Lettre de la Vierge à ses sœurs et demande d'aide.

Séville, basilique de la Macarena, le 6 mars 2018.

Chères Sœurs,
J’ai lu sur Facebook votre Manifeste des femmes pour l’Église.
Cela fait plaisir de voir que les choses bougent. Moi aussi, le mouvement Me too m’a fait réfléchir. Ce qui est important, c’est qu’on soit unies. Je viens de découvrir un mot qui reflète tout ce que je ressens en ce moment : la sororité.
Laissez-moi vous raconter ma vie, car, comme on dit, le privé est politique (the private is political).
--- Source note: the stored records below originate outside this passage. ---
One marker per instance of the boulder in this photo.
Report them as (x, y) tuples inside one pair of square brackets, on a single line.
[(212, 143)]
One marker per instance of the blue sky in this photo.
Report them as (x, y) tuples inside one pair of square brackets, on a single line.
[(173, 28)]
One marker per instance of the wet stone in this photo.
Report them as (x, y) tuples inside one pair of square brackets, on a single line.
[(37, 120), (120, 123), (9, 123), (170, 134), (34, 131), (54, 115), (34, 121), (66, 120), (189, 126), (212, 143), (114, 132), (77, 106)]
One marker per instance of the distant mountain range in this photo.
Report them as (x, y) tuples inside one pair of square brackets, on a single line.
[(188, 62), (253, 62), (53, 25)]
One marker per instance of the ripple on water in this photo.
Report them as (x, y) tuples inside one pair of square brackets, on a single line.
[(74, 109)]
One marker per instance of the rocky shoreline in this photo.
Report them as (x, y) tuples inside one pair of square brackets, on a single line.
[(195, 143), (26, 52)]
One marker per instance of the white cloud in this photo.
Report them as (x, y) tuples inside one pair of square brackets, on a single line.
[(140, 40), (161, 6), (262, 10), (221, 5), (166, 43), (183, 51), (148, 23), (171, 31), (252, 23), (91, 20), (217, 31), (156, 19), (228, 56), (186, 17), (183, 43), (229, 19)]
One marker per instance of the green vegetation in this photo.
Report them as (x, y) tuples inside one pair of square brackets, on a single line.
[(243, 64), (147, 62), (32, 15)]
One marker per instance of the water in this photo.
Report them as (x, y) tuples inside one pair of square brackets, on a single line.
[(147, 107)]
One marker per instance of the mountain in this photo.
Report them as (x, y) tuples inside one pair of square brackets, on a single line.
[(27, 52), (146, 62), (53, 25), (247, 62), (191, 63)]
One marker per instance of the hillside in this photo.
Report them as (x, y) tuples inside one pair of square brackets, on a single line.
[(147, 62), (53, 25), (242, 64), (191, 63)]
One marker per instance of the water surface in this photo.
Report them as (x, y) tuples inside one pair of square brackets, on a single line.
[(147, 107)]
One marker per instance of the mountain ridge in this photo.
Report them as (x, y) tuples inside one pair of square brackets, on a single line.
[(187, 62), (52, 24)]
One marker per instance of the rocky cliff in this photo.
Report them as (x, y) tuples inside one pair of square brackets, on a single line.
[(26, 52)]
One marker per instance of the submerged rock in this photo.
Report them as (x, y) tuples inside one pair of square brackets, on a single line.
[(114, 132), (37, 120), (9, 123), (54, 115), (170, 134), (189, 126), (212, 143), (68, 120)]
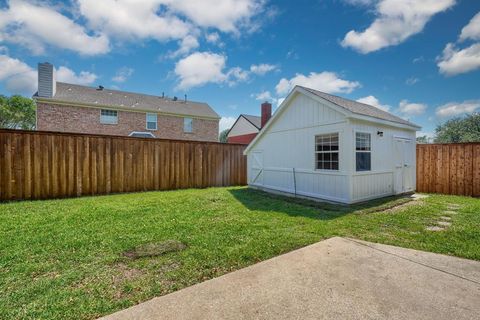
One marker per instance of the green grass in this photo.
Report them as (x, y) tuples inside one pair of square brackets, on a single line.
[(67, 258)]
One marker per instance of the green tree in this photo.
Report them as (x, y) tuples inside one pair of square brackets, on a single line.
[(462, 129), (17, 112), (223, 136)]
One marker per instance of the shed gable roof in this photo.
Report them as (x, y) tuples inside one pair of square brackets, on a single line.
[(360, 108), (345, 106), (89, 96)]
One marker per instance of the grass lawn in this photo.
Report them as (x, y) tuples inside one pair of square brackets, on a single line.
[(76, 258)]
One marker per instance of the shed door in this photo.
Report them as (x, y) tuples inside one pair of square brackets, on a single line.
[(404, 165), (256, 176)]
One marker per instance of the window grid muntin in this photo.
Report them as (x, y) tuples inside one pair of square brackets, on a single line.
[(151, 119), (187, 125), (363, 148), (326, 151)]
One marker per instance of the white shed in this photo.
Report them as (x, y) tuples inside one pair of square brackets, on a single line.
[(326, 147)]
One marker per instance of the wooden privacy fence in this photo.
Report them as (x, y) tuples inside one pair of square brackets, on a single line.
[(449, 168), (43, 165)]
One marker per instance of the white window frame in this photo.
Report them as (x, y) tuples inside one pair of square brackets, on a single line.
[(103, 118), (185, 125), (362, 151), (147, 122), (327, 151)]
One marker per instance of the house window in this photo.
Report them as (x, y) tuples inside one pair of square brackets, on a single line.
[(151, 121), (108, 116), (363, 153), (187, 125), (326, 152)]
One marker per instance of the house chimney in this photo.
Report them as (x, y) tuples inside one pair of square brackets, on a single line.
[(47, 82), (266, 112)]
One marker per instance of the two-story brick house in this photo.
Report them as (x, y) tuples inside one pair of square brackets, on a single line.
[(73, 108)]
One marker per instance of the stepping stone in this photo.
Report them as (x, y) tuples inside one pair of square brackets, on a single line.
[(434, 228), (450, 212), (444, 223), (453, 206)]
Pas toute ma vie, rassurez-vous, juste l’enfer que je vis depuis 1951.
Depuis 1951, je vis dans une basilique en compagnie du fantôme de Queipo de Llano qui, toutes les nuits, sort de sa tombe, située dans le flanc droit de l’église, et erre dans l’enceinte en réclamant des assassinats, des viols et de l’argent pour m’offrir une maison. Par pudeur, je tairai d’autres choses désagréables qui se passent ici. Je sais, je sais : on est entre nous et je peux tout dire, mais je ne me suis pas encore défaite d’une certaine éducation que j’ai reçue.
Queipo de Llano a été l’un des pires criminels de l’histoire de l’Espagne. Pendant la guerra civil, il a fait tuer des milliers d’innocents. Il diffusait des causeries obscènes par la radio dans lesquelles, d’une voix enrouée qui est encore dans les mémoires des anciens, il réclamait des assassinats et des viols. Très vite, il a commencé à réclamer aussi de l’argent pour que soit construite une église pour m’accueillir. Les gens donnaient lo que buenamente podían… tu parles! : ce fut une spoliation, rien d’autre. Les gens étaient terrorisés…, je ne sais pas combien auraient vraiment contribué s’ils s’étaient sentis libres de ne pas le faire…
À la mort de Queipo de Llano, il fut enterré ici, dans mon église, dans l’église qu’il avait prétendu faire construire pour moi, mais qu’il avait construite pour lui, pour sa seule gloire. Et chaque nuit, comme je vous le disais, il erre et crie. Il veut des morts, des viols et de l’argent pour son église.
Il y a quelques mois, j’ai commencé à me dire qu’il n’y avait pas de raison pour que je continue de supporter tout ceci. Je me suis montrée aux différents responsables de mon installation ou de mon hébergement, comme vous voudrez, mais rien n’y fait. Ils ne me voient même pas. En fait, je relève d’une Hermandad, comme on dit en espagnol, une Confrérie, laquelle confrérie est dirigée par une Junta de Gobierno, composée de… 14 hommes et d’une femme.
Vous savez ce que j’ai fait ? Je suis apparue à un athée, Sebastián Nowenstein. Le pauvre…, un sacré choc, quand-même… Il m’a dit : Mais, madame, je suis athée! Eh ben, justement, lui ai-je répondu, il n’y a que des gens comme toi qui puissent encore M’écouter. Les autres, les miens, franchement, ils sont tellement pris dans leur machin mercantilo-spirituel qu’ils sont incapables de Me voir. Je me mets devant eux et rien : transparente, Je suis transparente.
(J’arrête avec les majuscules, je -pas Je- veux être une sœur parmi tant d’autres, juste une sœur, comme vous toutes).
Alors, il m’a écoutée. Il m’a écoutée et, pour la première fois depuis 67 ans, je me suis sentie comprise. Il m’a dit : Ce n’est pas possible, ça, madame! Allez, on va vous aider! Et ce n’étaient pas des paroles en l’air, non, non: il a trouvé des copains et il a crée une association: Ateos Sevillanos al Rescate de la Virgen de la Macarena !, ce qui veut dire : Athées Sévillans à la Rescousse de la Vierge de la Macarena.
Sebastián Nowenstein est bien gentil, mes sœurs. Mais lui non plus, on ne l’écoutera pas. Et puis, il n’y a pas de raison pour que nous demandions aux hommes de faire ce que nous pouvons faire par nous mêmes.
C’est donc à vous que je m’adresse, mes sœurs. Sauvez-moi!, sortez-moi d’ici! Que vous soyez croyantes ou pas (je ne sais pas trop ce que je suis moi-même), aidez-moi. Et, une fois libre, je vous aiderai, je vous le promets, de toutes mes forces, mes sœurs, de toutes mes forces!

María Santísima de la Esperanza Macarena Coronada.